Throttling job attribute updates from scheduler to server

Hi,

I’m proposing 2 enhancements:

  1. A sched object attribute which will control how often the scheduler sends job attribute updates to the server
  2. Shifting the responsibility of accruing eligible time from server to scheduler, this will allow 1) because then delaying accrue_type updates won’t delay the accrual of eligible_time for a job

The motivation is performance. In my test setup, with 100k jobs, 50k ncpus, node grouping on and eligible time on, the scheduling cycle took around 25 minutes. With attribute throttling, it took only around 8.5 minutes. That’s ~3 times faster.

Sched sends updates for the following job attributes:
ATTR_estimated.soft_walltime: updated when a job exceeds its ATTR_l.soft_walltime, if soft_walltime has been set for the job.
ATTR_accrue_type: updated if the site is using eligible time and a job starts/stops accruing eligible time because it got preempted, or can’t be
run, or is an arrayjob who’s subjob was run by the scheduler. This might be the only attribute which shouldn’t be delayed.
ATTR_l.walltime: updated for jobs which are run via shrink-to-fit
ATTR_pset: updated for any job that’s run if node grouping/placement sets are used
ATTR_sched_preempted: gets unset when a previously preempted job is run
ATTR_estimated.start_time/exec_vnode: gets updated when a job is calendared by the scheduler.
ATTR_comment: gets updated when a job cannot be run, usually only once per job, not every cycle.

Trade-off:
Users will see a delay in the job attributes being updated on their jobs, the updates will be dependent on how often sched cycles occur. The delay is customizable. For sites which don’t want any delay can choose to turn off throttling altogether, in which case the behavior will be similar to what it is today at the expense of worse performance, with one exception: eligible time today is accrued in the server, so when users do a stat, server can compute the up-to-date eligible time value and return it to them. Now, even if admins turn throttling off (i.e - scheduler sends attr updates every cycle) the value of eligible time accrued, as seen by a user, will be the value that sched sent to the server, so it can be stale, although it will be accurate at the scheduler’s end and the scheduler will schedule jobs correctly, as it does today.

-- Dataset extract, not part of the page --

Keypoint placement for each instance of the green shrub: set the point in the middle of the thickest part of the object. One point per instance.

Before I create a design document, I wanted to know whether the trade-off is acceptable or not. So, please provide feedback and let me know. Specifically, requesting @bhroam, @scc, @billnitzberg and @subhasisb for opinions.

Hey @agrawalravi90
You can’t reverse the ownership of accrue_type. The scheduler is not the only entity that sets it. The server has criteria that will change the accrue type. I think the right answer is to set the accrue type to eligible by default. This is the most likely value for the accrue type. This way the scheduler doesn’t have to change it. If it does have to change it, the job will only gain a little bit of eligible time incorrectly.

You can not delay the setting of walltime for STF jobs. It HAS to be set before we ship the job off to the mom.

sched_preempted is a simple one to get rid of. We should have done it already. When the server took over a lot of the preemption functionality, it took over setting this attribute. There is nothing saying we can’t unset it in pbs_runjob()/pbs_sigjob() when the job is started again. This is one less thing to update.

You won’t get much by delaying the update of estimated.soft_walltime. It is only set when a job’s soft_walltime is extended. It extends by 100% of its soft_walltime.

estimated.start_time/exec_vnode can change every cycle, but it is for a small handful of jobs (backfill_depth). Still not gaining much here.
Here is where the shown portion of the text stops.